Les avocats du Député déplorent cette arrestation qu’ils qualifient d’illégale

Le Dimanche 4 mars, alors qu’il revenait de Kyabé où il est allé remercier les lecteurs, le Député Gali Gata Ngoté a été interpellé à Hélibongo et s’est vu notifier son arrestation pour complicité de braconnage et tentative de corruption. La nouvelle a vite couru et pris de l’ampleur à travers tout le pays. Ce n’est pas vrai ce qui se passe. Gali n’a rien fait, c’est une imagination pour le salir, lance avec tristesse un de ses militants. Tantôt qu’on a découvert dans son véhicule deux, tantôt cinq encore sept phacochères et qu’il a également tenté de corrompre les agents forestiers, affirme le collectif de ses avocats. Me Djaïbé Kladoum Allassem a mentionné que pendant que le Député se trouvait dans sa circonscription, il a envoyé Mahamat Dagui, un de ses militants en mission de convoyage d’un fonds d’assistance à ses militants dans le village Boné près de Boum-Kébir située à 70km de Kyabé. Son véhicule est revenu vide à Kyabé et il a voyagé avec ledit véhicule également vide en direction de Sarh. Ainsi, il ne voit aucune raison qu’il soit arrêté comme un malfrat.
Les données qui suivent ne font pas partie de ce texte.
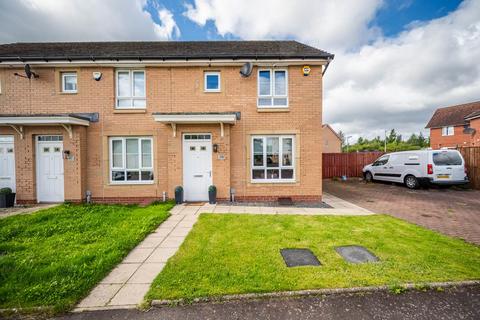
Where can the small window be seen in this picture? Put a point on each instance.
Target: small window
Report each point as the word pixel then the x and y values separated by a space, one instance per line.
pixel 131 160
pixel 381 161
pixel 272 88
pixel 448 131
pixel 130 89
pixel 212 81
pixel 69 82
Le collectif des avocats contredisent le Procureur de Sarh
Evoquant la question de la tentative de corruption, Me Djaïbé Kladoum Allassem a souligné qu’un certain Nicolas Talouwa se présentant comme gestionnaire d’un projet de protection du Lac-Iro s’est approché de Gali le 1er mars dans l’après midi pour lui demander de l’aide soit disant pour ses collaborateurs qui seraient en difficultés en brousse. Le Député lui a remis à sa demande une somme 100 000 F CFA sans relation aucune avec l’affaire de braconnage. Les agents de l’ANS sont venus poser quelques questions à Gali sur ce qui s’est passé à Boné, il a répondu qu’il n’était pas à Boné pour pouvoir répondre à leur question.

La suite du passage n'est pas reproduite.